I definitely don’t want to step on Alan White’s post about asymmetrical luck, which would be a huge step towards making the world a more just place, but I was thinking more broadly about luck in terms of moral blame and praise. I think society would greatly benefit by considering how factors external to some action change our moral intuitions about blameworthiness and praiseworthiness of the actor involved. I feel like this would encourage people to be more restrained in asserting moral blame or praise in situations that do not qualify for that extra blame or praise. Despite my inability to present it concisely in a short blog comment, my thoughts are that a more careful examination of blame and praise of agents will help keep a consistent in our practices concerning morally praiseworthy (or blameworthy) persons. For example, cases where in supererogatory acts, while while worth of praise, were entirely or mostly dictated by the situation.

Urstoff
Urstoff
7 years ago

Living vs. dead options in belief. This is from William James. in short, when we’re trying to figure out what to believe (or to persuade others what to believe), only certain beliefs are psychologically plausible as beliefs, and these can vary from person to person. As a trivial example, believing that you are a potato is a dead option; no amount of argument or evidence will result in you believing that you are a potato. Somewhat less trivial, believing in the Greek Gods is a dead option for a modern Western individual, but believing in one of the judeo-christian religions is likely a live option. Political ideologues will have living and dead options, and if you are trying to persuade them, you focus on the living ones (which are generally just minor modifications to their worldviews). Likewise, we all have our own political and social biases, so we’re likely closed off to large swathes of possible belief. A bit of self-exploration can help uncover which options are living and dead, why they are so, and if it’s a good/bad thing that they are so.

Paul
Paul
7 years ago

David Stove’s “the Gem” certainly ought be better know.

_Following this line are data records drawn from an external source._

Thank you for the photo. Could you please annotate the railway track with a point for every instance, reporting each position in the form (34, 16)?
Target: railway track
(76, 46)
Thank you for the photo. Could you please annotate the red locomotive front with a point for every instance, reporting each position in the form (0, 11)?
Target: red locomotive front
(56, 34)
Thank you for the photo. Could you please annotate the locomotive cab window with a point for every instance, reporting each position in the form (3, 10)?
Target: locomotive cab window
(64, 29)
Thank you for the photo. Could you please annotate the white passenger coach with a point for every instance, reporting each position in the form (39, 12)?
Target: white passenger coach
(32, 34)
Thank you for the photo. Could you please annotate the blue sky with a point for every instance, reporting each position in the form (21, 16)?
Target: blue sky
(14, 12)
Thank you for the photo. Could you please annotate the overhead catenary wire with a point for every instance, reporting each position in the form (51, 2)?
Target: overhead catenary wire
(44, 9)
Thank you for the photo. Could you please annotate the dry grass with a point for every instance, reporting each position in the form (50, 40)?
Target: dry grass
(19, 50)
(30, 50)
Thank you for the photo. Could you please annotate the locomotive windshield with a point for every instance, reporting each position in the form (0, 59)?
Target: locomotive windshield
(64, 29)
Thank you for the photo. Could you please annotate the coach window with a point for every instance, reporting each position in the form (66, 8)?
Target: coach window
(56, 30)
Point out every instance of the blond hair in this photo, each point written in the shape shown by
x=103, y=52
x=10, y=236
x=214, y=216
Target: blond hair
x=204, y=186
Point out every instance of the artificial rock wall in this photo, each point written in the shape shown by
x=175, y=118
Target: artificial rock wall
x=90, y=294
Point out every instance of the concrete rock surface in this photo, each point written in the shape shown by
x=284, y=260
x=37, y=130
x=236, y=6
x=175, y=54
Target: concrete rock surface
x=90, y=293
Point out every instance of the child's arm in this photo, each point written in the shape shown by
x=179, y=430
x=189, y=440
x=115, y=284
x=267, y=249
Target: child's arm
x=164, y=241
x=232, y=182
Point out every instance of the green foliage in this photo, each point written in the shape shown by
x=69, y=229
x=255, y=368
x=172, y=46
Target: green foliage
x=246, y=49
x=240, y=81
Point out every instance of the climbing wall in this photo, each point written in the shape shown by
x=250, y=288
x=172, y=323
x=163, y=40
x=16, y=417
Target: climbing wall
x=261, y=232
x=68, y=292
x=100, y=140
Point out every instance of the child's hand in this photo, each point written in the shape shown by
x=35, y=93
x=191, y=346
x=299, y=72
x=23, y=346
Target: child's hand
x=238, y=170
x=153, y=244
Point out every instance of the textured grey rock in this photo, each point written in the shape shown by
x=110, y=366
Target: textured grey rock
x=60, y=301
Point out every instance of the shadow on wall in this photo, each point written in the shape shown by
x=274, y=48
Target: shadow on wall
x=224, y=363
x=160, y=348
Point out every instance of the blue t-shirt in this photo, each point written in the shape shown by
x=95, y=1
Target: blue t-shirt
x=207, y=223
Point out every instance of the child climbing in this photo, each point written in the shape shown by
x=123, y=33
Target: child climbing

Stove discovered that a common form of idealist or anti-realist arguments rest on drawing a contingent metaphysical (or epistemological) conclusion from a tautological premise. He claimed this form of argument was employed by Berkeley as we well as featuring in several modern relativisms of note. He confidently named this fallacious line of reasoning the “Worst Argument in the World”. His initial brief paper as well as subsequent articles on the subject by Musgrave and Franklin are excellent reads to all students of philosophy.